Root Cause: Each Python process generated different shared broker keys in memory. Backend process generated one set of CurveZMQ keys, modelservice process generated different keys. When modelservice tried to authenticate with the broker using mismatched keys, authentication failed silently and messages were dropped.

Debugging Challenge: CurveZMQ authentication failures are silent - no error messages, connections appear successful, but messages are dropped at the protocol level.

Failed Approach: Assuming _SHARED_BROKER_KEYS = None with runtime generation would work across processes. This only works within a single process.

Solution: Replace runtime key generation with fixed static keys that all processes can use:

# Before (broken across processes)
_SHARED_BROKER_KEYS = None
def _get_shared_broker_keys():
    if _SHARED_BROKER_KEYS is None:
        broker_public, broker_secret = zmq.curve_keypair()  # Different per process!

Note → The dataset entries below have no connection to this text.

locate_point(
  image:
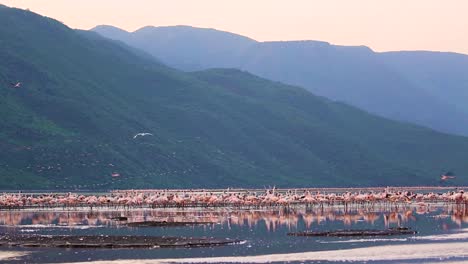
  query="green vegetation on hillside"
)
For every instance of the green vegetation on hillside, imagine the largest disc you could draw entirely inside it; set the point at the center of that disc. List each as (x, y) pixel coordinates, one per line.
(71, 124)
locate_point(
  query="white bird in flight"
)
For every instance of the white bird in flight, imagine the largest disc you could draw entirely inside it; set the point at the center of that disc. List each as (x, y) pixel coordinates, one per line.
(142, 135)
(16, 85)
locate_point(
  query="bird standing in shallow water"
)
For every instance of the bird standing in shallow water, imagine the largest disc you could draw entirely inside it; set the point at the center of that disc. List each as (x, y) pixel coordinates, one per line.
(142, 135)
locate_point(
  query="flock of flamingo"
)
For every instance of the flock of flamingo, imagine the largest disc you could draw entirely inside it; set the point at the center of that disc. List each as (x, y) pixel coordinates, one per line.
(267, 198)
(271, 219)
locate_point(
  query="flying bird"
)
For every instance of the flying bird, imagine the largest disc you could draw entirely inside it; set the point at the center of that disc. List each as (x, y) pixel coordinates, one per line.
(142, 135)
(16, 85)
(447, 176)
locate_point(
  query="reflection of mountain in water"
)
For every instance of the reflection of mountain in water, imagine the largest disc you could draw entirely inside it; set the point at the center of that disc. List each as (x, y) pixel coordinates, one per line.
(289, 218)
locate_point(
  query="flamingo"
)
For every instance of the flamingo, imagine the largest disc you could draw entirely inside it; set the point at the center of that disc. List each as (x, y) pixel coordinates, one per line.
(16, 85)
(142, 135)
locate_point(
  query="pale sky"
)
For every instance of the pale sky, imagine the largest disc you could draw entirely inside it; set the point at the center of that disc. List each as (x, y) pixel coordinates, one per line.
(383, 25)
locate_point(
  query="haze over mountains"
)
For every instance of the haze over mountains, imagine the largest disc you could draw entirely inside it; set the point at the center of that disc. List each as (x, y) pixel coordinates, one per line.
(426, 88)
(84, 97)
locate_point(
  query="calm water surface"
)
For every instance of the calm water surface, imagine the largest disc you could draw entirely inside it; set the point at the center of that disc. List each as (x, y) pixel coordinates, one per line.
(262, 231)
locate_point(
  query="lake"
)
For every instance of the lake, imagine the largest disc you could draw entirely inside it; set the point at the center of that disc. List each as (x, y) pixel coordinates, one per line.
(262, 232)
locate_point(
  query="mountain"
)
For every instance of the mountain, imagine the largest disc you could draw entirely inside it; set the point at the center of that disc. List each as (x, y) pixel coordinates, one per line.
(71, 124)
(183, 47)
(425, 88)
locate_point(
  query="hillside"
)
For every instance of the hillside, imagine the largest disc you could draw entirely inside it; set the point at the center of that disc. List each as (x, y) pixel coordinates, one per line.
(425, 88)
(83, 98)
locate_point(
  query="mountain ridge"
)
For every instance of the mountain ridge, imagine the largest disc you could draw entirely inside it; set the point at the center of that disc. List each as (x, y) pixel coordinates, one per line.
(369, 80)
(84, 97)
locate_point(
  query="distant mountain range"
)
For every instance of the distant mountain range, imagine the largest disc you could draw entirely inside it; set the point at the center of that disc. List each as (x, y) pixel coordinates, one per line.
(426, 88)
(83, 98)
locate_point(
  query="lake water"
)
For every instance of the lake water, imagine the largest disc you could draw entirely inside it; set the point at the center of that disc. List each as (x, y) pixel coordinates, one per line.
(263, 232)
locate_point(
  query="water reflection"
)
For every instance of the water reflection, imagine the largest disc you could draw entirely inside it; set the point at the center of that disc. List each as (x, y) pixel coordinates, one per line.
(269, 219)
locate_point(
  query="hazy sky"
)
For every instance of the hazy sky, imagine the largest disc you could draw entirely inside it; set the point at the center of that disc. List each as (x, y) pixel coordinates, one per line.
(380, 24)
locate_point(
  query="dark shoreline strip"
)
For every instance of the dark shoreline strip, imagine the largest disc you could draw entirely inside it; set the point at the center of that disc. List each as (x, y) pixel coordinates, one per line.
(110, 241)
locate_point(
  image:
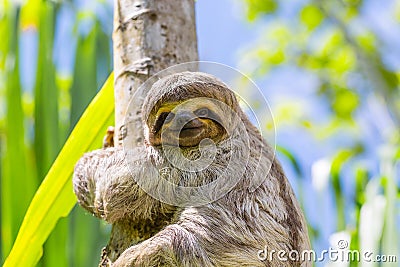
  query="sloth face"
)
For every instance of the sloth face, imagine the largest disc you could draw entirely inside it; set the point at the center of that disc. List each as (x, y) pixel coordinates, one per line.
(186, 123)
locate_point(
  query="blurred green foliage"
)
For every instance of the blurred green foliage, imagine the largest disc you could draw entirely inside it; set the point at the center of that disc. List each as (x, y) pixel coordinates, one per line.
(34, 125)
(331, 42)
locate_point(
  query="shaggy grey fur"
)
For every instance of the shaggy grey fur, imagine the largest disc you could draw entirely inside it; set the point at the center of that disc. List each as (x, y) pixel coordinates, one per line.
(256, 210)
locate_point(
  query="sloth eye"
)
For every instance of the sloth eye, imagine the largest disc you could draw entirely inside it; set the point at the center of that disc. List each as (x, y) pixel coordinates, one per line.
(167, 116)
(202, 112)
(164, 117)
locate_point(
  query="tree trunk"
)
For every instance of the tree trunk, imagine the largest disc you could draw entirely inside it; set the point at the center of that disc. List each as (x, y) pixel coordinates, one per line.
(149, 36)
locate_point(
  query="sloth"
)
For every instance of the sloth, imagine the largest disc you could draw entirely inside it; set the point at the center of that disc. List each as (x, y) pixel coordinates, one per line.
(204, 189)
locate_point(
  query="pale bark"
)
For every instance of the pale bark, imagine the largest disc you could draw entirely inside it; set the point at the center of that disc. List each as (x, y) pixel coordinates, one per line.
(149, 36)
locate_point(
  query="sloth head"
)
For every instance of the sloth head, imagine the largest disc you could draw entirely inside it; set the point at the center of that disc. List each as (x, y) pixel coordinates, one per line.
(185, 108)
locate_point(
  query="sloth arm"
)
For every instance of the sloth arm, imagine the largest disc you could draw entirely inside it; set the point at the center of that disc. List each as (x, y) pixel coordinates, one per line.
(104, 184)
(171, 247)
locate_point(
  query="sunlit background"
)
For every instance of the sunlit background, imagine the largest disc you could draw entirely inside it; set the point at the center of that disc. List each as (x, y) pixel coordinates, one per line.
(329, 69)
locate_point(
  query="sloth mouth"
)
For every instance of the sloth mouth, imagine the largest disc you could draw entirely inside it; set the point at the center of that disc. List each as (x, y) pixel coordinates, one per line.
(190, 131)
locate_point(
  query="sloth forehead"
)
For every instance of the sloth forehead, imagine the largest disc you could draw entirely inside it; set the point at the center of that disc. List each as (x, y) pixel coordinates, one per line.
(189, 104)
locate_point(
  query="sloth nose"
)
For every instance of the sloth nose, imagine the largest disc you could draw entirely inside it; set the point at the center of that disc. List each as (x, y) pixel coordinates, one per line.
(183, 117)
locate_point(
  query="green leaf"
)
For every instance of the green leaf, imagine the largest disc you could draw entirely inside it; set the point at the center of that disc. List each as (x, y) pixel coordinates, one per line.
(345, 103)
(17, 183)
(260, 7)
(54, 198)
(311, 16)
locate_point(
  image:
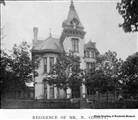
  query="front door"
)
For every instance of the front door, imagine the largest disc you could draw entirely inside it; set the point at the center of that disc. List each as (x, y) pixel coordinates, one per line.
(76, 92)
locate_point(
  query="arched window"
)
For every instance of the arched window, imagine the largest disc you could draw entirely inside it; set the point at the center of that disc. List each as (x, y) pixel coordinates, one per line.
(75, 45)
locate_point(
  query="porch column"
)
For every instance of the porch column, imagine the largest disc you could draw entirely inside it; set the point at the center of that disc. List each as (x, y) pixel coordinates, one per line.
(55, 93)
(68, 93)
(83, 90)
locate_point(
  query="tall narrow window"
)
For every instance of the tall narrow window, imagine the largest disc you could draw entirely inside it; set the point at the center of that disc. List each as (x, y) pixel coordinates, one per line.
(75, 44)
(45, 65)
(51, 62)
(90, 65)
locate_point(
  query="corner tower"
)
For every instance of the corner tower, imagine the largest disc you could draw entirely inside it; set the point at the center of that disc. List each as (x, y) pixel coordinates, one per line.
(72, 37)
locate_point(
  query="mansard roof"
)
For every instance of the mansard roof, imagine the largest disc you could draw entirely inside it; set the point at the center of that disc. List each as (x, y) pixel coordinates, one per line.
(72, 14)
(49, 45)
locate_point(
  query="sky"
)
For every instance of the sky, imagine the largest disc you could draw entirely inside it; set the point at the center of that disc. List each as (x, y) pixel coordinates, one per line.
(99, 18)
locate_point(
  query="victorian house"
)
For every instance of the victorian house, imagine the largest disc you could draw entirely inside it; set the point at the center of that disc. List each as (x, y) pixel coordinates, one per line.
(72, 39)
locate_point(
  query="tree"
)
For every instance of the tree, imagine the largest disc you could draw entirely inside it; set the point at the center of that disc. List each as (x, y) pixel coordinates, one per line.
(6, 75)
(2, 2)
(128, 9)
(130, 76)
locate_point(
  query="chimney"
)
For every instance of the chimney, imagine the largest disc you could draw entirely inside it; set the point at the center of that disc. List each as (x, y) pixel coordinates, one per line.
(35, 30)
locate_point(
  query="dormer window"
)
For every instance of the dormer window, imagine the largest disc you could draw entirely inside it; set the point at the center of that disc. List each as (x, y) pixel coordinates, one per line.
(75, 44)
(45, 65)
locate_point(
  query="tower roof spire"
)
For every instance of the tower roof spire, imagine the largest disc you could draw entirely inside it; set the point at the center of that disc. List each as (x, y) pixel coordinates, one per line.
(72, 16)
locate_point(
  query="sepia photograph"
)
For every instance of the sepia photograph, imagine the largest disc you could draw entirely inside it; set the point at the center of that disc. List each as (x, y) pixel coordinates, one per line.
(69, 54)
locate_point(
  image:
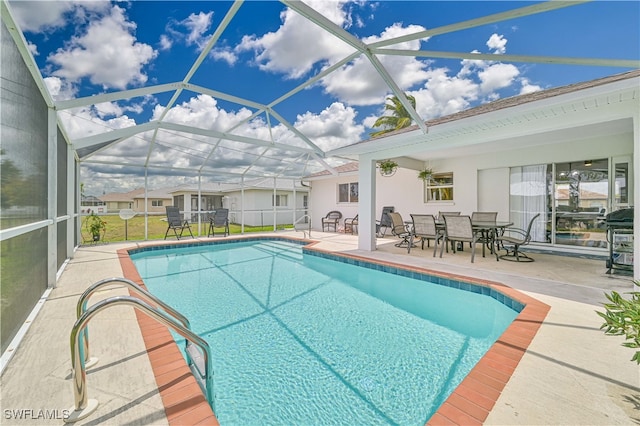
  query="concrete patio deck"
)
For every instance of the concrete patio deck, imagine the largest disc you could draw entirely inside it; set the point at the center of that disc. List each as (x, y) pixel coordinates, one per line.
(571, 374)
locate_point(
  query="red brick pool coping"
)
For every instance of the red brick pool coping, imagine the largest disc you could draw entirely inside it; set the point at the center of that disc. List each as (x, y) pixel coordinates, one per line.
(469, 404)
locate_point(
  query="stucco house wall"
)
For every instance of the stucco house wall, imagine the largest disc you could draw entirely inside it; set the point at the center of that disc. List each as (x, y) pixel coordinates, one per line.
(481, 182)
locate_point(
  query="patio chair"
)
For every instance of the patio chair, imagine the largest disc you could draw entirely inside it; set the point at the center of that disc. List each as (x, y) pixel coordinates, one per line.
(424, 227)
(175, 222)
(351, 225)
(399, 229)
(441, 215)
(331, 220)
(220, 219)
(512, 240)
(486, 236)
(385, 221)
(459, 229)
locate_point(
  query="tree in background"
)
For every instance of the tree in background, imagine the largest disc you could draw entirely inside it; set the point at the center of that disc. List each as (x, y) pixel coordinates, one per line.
(398, 119)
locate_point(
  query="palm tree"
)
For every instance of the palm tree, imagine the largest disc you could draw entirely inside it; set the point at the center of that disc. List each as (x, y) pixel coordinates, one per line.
(399, 118)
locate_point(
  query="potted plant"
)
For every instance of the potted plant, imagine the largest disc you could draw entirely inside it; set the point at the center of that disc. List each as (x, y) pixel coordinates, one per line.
(96, 226)
(425, 174)
(387, 167)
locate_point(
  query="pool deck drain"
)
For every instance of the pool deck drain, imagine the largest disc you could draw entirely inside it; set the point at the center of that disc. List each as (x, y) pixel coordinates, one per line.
(570, 373)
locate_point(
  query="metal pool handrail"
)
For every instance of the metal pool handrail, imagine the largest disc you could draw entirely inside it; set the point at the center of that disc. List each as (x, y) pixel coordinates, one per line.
(81, 307)
(297, 225)
(83, 406)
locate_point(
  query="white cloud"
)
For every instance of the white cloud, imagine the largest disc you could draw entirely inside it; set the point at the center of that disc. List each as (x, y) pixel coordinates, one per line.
(332, 128)
(443, 94)
(48, 15)
(32, 48)
(497, 43)
(106, 109)
(203, 112)
(59, 89)
(224, 54)
(83, 122)
(108, 54)
(528, 87)
(198, 25)
(165, 42)
(497, 76)
(287, 49)
(358, 83)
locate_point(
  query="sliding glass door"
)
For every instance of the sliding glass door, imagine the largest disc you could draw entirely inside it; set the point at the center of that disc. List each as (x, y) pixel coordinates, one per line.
(573, 199)
(581, 199)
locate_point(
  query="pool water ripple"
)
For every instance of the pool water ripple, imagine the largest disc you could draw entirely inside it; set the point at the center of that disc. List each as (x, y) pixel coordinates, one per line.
(298, 339)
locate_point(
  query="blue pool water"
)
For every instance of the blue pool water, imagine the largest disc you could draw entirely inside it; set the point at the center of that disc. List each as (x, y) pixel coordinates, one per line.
(302, 339)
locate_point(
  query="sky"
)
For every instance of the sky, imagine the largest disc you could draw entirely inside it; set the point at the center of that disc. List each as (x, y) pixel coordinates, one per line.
(92, 47)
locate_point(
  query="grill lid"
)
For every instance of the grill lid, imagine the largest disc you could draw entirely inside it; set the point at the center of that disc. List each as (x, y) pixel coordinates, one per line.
(620, 216)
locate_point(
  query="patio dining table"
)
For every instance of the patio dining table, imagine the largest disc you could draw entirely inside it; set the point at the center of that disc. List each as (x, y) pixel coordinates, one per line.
(493, 228)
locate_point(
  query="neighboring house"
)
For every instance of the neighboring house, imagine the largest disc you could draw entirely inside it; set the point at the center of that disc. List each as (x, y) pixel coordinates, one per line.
(89, 204)
(116, 201)
(517, 156)
(156, 201)
(255, 203)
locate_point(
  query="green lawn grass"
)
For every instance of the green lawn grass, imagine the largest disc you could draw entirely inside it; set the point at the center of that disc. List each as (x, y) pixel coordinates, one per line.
(157, 227)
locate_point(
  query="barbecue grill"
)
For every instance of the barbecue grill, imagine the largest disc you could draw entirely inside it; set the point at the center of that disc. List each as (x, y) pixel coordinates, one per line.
(619, 226)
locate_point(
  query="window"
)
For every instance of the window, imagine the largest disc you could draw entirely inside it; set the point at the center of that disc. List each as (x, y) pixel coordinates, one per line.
(279, 200)
(348, 192)
(439, 187)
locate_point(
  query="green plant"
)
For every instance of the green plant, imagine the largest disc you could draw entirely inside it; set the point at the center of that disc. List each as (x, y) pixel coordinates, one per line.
(399, 117)
(425, 174)
(387, 167)
(95, 225)
(622, 318)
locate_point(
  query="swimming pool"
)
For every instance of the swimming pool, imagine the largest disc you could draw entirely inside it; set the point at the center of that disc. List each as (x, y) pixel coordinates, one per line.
(299, 338)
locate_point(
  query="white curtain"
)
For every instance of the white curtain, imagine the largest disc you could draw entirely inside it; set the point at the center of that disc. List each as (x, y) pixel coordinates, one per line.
(528, 197)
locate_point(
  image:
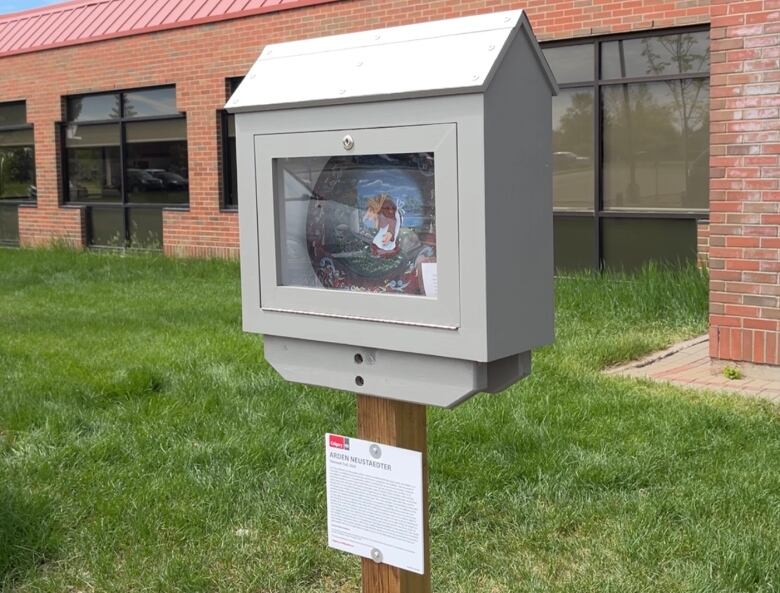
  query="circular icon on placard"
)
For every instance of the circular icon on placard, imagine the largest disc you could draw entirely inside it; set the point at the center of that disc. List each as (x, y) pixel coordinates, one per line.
(372, 222)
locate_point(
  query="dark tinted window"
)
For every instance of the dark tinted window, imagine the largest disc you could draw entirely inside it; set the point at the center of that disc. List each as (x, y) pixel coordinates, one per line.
(94, 171)
(231, 199)
(656, 56)
(13, 114)
(9, 224)
(571, 63)
(573, 163)
(656, 145)
(17, 165)
(150, 103)
(94, 108)
(157, 162)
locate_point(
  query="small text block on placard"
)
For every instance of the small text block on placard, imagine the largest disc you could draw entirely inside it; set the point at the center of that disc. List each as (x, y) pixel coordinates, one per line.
(375, 501)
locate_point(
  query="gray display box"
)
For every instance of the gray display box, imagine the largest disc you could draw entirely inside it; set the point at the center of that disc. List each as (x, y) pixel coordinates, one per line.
(451, 121)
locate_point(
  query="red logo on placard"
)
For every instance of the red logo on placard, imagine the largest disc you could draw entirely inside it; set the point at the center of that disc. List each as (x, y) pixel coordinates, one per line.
(338, 442)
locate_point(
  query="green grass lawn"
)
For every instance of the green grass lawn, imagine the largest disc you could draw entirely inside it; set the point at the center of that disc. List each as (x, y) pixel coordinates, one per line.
(146, 446)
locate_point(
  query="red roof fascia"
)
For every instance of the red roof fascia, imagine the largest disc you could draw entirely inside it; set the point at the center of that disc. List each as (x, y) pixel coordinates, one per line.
(78, 21)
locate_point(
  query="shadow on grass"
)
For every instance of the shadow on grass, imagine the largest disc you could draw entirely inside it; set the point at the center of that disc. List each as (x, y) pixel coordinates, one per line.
(26, 535)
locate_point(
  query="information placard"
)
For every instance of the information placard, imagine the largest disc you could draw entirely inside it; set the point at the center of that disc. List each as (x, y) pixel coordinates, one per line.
(375, 501)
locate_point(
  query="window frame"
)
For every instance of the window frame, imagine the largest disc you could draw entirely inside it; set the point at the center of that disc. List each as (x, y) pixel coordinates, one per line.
(595, 84)
(15, 203)
(17, 128)
(124, 204)
(231, 85)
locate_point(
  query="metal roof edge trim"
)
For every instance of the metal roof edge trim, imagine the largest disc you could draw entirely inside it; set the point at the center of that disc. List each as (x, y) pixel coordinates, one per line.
(526, 24)
(408, 95)
(170, 26)
(522, 24)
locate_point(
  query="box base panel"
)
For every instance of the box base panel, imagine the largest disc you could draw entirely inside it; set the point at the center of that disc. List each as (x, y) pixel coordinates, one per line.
(415, 378)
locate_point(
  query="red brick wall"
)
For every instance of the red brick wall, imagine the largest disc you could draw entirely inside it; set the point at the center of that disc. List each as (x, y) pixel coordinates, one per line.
(744, 189)
(703, 242)
(199, 59)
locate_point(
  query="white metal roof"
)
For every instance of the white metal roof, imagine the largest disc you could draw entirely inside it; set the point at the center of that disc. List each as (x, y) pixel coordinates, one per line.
(441, 57)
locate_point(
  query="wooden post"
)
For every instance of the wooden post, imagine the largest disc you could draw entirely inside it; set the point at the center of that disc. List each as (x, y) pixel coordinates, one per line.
(401, 424)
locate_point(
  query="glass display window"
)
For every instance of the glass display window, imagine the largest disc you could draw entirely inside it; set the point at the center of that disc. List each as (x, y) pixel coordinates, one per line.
(377, 220)
(359, 223)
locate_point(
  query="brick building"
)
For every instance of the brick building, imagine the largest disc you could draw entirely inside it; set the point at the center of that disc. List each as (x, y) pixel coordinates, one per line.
(666, 131)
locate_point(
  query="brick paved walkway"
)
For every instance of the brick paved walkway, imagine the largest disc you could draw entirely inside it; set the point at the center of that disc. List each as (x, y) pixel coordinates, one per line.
(688, 364)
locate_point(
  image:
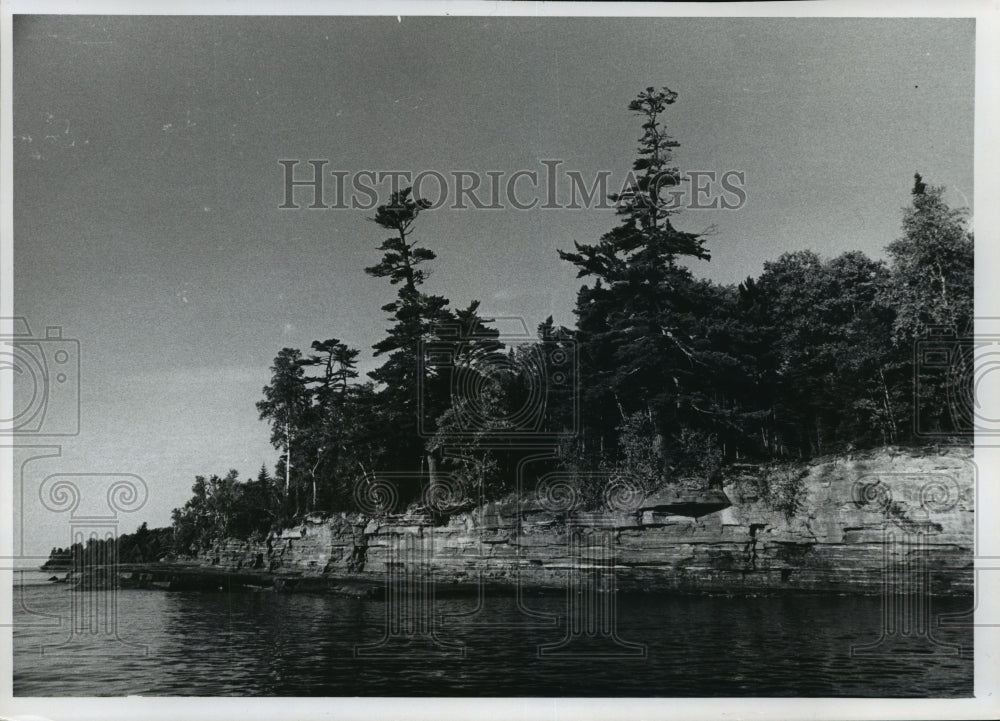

# After (works across processes)  
_SHARED_BROKER_PUBLIC = "Yne@$w-vo<fVvi]a<NY6T1ed:M$fCG*[IaLV{hID"
_SHARED_BROKER_SECRET = "D:)Q[IlAW!ahhC2ac:9*A}h:p?([4%wOTJ%JR%cs"

Key Lessons: - CurveZMQ authentication failures are completely silent - no errors, just dropped messages - Shared keys must be truly shared across processes, not generated per-process - Multi-process systems need persistent/static keys for CurveZMQ authentication - Always test encryption with multiple separate processes, not just single-process tests - CurveZMQ debugging requires message-level tracing, connection success doesn't guarantee message delivery

ZMQ Client Authorization and Encrypted Message Bus¶

Problem: ZMQ log transport showed "LOG SENT successfully" messages but logs never reached the database. Transport appeared to connect successfully but messages were silently dropped.

Root Cause: The "zmq_log_transport" client was not included in the message bus broker's authorized client list. Without authorization, the client couldn't authenticate with CurveZMQ encryption, causing all messages to be silently rejected by the broker.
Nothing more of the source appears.